Ölü gömme ritüelinin izleri
Eskişehir'in Seyitgazi ilçesinde 1996’dan bu yana devam eden Küllüoba Höyüğü kazısında, defin işlemi sırasında mezarlara tahıl, baklagil ve yabani bitkilerin serpiştirildiği tespit edildi. Kazıyı yöneten Bilecik Şeyh Edebali Üniversitesi Arkeoloji Bölümü Öğretim Üyesi Prof. Dr. Murat Türkteki, “Mezarların içinde baklagillerin bulunması bize bir ritüelin olduğunu gösteriyor. Önceki senelerdekinden farkı, bu seneki örneklerin çoğunda çok iri parçaları tespit ettik. Bu iri taneler aslında bunların tohumluk olarak saklanmış olduğunu ve ölü gömme ritüeli esnasında mezarlara bırakıldığını bize gösteriyor” dedi.

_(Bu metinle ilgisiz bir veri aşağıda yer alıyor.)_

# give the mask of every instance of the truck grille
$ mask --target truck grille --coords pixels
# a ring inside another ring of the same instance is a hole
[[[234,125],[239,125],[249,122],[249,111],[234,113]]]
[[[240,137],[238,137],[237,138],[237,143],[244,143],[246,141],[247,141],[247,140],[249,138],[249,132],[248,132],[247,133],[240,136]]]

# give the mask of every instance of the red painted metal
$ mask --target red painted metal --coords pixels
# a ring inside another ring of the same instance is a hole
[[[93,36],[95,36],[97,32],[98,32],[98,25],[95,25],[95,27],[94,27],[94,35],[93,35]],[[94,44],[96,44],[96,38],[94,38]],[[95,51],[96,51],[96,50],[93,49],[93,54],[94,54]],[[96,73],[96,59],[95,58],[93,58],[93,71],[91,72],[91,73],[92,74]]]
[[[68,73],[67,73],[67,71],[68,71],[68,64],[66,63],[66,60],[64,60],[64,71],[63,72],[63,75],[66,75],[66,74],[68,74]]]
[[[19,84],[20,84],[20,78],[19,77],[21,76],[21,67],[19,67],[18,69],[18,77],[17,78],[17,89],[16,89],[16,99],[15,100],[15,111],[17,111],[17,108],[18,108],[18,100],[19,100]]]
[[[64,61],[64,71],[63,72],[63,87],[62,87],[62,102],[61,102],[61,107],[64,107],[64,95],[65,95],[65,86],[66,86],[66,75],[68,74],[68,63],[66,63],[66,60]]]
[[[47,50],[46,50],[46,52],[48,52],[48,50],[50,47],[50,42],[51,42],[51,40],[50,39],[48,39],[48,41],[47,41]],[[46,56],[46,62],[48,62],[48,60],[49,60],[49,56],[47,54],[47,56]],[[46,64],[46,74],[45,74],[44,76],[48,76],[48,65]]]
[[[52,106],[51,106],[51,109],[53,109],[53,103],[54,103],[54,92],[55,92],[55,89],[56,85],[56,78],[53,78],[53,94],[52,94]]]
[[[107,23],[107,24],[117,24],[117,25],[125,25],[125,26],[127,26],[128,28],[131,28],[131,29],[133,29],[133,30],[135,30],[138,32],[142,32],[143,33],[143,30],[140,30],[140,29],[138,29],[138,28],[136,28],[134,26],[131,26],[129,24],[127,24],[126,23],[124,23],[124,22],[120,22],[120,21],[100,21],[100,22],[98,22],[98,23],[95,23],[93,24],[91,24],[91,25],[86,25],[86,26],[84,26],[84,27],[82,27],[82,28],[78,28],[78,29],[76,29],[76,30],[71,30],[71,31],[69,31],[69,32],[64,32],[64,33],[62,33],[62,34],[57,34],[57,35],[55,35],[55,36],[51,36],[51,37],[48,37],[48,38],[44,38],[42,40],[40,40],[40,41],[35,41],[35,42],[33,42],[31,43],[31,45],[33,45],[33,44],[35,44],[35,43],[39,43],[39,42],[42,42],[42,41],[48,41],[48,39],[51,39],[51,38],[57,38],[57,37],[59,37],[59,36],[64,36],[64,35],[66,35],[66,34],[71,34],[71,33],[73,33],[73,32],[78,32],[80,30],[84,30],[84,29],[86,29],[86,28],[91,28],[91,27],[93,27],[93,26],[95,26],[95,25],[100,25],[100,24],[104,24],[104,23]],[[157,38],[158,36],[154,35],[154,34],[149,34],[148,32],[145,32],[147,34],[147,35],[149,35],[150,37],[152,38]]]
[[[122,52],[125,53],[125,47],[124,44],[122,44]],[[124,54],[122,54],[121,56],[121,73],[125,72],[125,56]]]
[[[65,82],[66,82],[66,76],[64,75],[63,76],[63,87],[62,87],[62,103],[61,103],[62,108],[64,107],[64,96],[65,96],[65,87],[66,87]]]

Tarım toplumlarının ritüeli
Höyükteki mezarlık alanı 5 bin 200 yıl öncesine tarihlendiriliyor ve yaklaşık 300 yıl boyunca kullanıldığı belirlendi. Mezarlarda 160’tan fazla bireye ait izler saptandı. Türkteki, “Aslında her tohum bir yeni başlangıç. Bunun bir sembolik anlamı da olmalı. Ölüm bir son gibi değil, başka yeni bir başlangıç gibi algılanıyor” ifadeleriyle ritüelin anlamını açıkladı.
Doğa ve inanç iç içe
Küllüoba kazısının arkeobotanik uzmanı Abdurrahim Cavit Özcan, mezarlara yakılarak serpiştirilen bitkilerin o dönem için inançsal bir anlam taşıdığını belirtti. Özcan, mezarlarda tahıl ve baklagillerin yanı sıra böğürtlen kalıntılarının da bulunduğunu vurguladı: “Böğürtlenin varlığı, çevredeki doğal bitki örtüsünün yalnızca çevresel bir unsur değil, aynı zamanda inanç, kimlik ve doğa bilinciyle iç içe geçmiş bir unsur olduğunu düşündürüyor. Bu durum, Küllüoba insanlarının ölüm ritüellerinde bile doğayla olan bağlarını sürdürdüklerine işaret etmektedir.”
Sembolik yas dili ve ritüel çeşitliliği
Özcan, Küllüoba İlk Tunç Mezarlığı'nda yerleşim dışı mezarlıkta Arap baklası, kuduz otu, taşkesen, yoğurt otu ve ak sirkenden oluşan yabani bitkilerin de görüldüğünü belirtti: “Bu uygulama yalnızca bir ölü gömme geleneği değil, aynı zamanda ölüm karşısında doğa ve yaşamla kurulan sembolik bir yas dili olarak değerlendirilebilir. Bitkilerin bu şekilde ritüel bir anlamla mezarlara serpilmesi, insan ile doğa arasındaki kadim bağı ve ölümün bir son değil, dönüşüm olarak algılandığını düşündürtmektedir.”